The intense crossfire of the last few days between Israel and Hezbollahon the border with Lebanonpoints to a possible total war with many questions, such as the expectations of each side and the question of whether or not there will be an Israeli invasion.
The correspondents of AFP in Jerusalem and Beirut spoke with officials and analysts about what each side hopes to achieve with their attacksand if there is a way out of the current escalation.
The view from Israel
The authorities of Israel They say they have no choice but to respond to Hezbollahwhich has been forcing tens of thousands of Israelis to leave their homes near the border with Israel for nearly a year with regular rocket fire. Lebanon.
“The activities of Hezbollah have turned the south of Lebanon on the battlefield,” an Israeli military official said at a briefing on Monday.
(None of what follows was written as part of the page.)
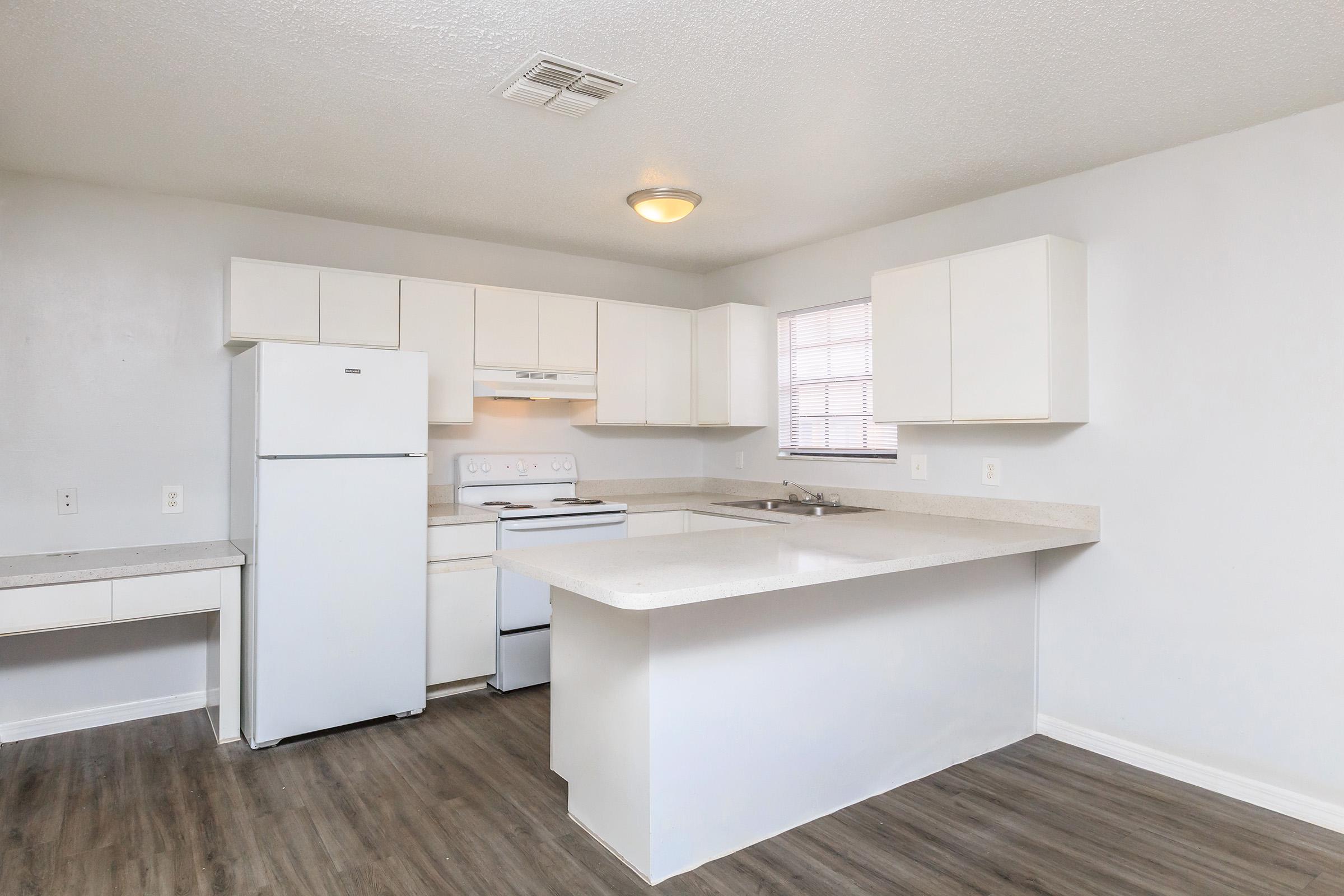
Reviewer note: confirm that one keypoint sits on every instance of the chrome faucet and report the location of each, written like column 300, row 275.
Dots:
column 812, row 496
The objectives of the Israeli operation in recent days is to weaken the threat posed by Hezbollahrepel the fighters of the pro-Iranian movement away from the border and destroy the infrastructure deployed by its elite Radwan unit, according to this military official who spoke on condition of anonymity.
Israeli political analyst Michael Horowitz believes that Prime Minister Benjamin Netanyahu wants to put pressure on Hezbollah to stop his attacks in the border area, even if there is no ceasefire in Gaza with Hamasa condition that the Lebanese movement had raised.
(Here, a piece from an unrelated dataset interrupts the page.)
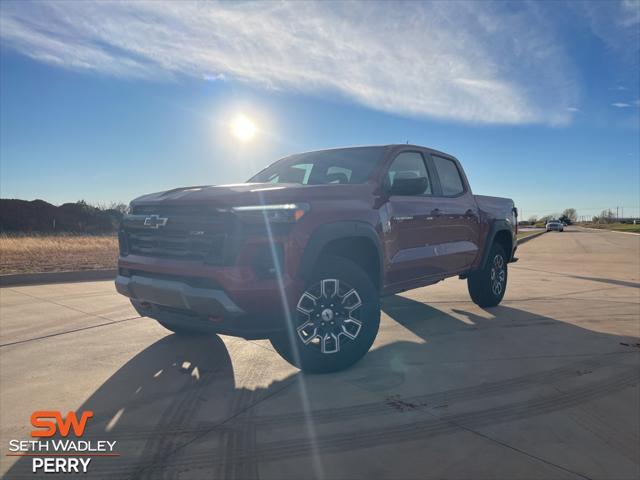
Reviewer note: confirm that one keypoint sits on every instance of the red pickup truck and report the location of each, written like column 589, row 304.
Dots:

“Israel wants to gradually increase the pressure on Hezbollahand hit harder to force it to rethink its strategy of alignment with the situation in Gaza,” Horowitz said.
Both sides fought an intense 34-day war in the summer of 2006which cost more than 1,200 lives on the Lebanese side, mostly civilians, and about 160 on the Israeli side, mostly soldiers.
“The situation is very dangerous, but there is still room for the diplomacy avoid the worst,” Horowitz believes.
Miri Eisen, a retired colonel and current fellow at the International Counterterrorism Institute at Reichman University, believes that Hezbollah only understands the language of force.
“The language that (Hezbollah) speech is a language of violence and strength, and that means that action against them is very important.” “I have not seen any other language work” in that correlation of forces, he points out.
And while operations are currently airborne, Eisen believes there may be a ground operation to ensure that Hezbollah I can never do something like what I did Hamas On October 7th in the south of Israel.
“I do believe that there is a possibility of a ground incursion, because at the end of the day we have to keep the forces away from Hezbollah” from the border, he says.
The view from Lebanon
Following the spectacular sabotage of the communication devices of Hezbollah last week and the bombing that killed Radwan unit commander Ibrahim Aqil, the movement’s number two, Naim Qasem, affirmed that the battle against Israel entered a “new phase” of settling “pending scores.”
On Monday, more than 550 people were killed in Israeli bombings in Lebanonthe highest toll in a single day since the war 2006. And a source of Hezbollah He said anonymously to AFP that the situation is now “similar” to what happened that year. “Things are taking an escalating turn,” he said.
Amal Saad, a Lebanese analyst at Cardiff University in Wales, believes that Hezbollah continues to calibrate its response to avoid a total wara spirit that he already showed after Israel killed its military chief, Fuad Shukr, last July in Beirut.
In that sense, Saad believes that Hezbollah will carry out “a controlled escalation” below the threshold of open war, “although qualitatively different.”
In any case, the Shiite movement will be inflamed by the memory of the war of 2006 and the impression that he knew how to fight meritoriously against the Israeli army.
“They are extremely capable, and I would say more effective than the Israelis when it comes to waging war on the ground,” says Amal Saad. “We have seen that historically, and especially in 2006“.
The leader of HezbollahHassan Nasrallah, said last week that in the event of an Israeli ground operation his fighters are capable of confronting enemy soldiers on the ground and firing rockets at the same time at northern Israel.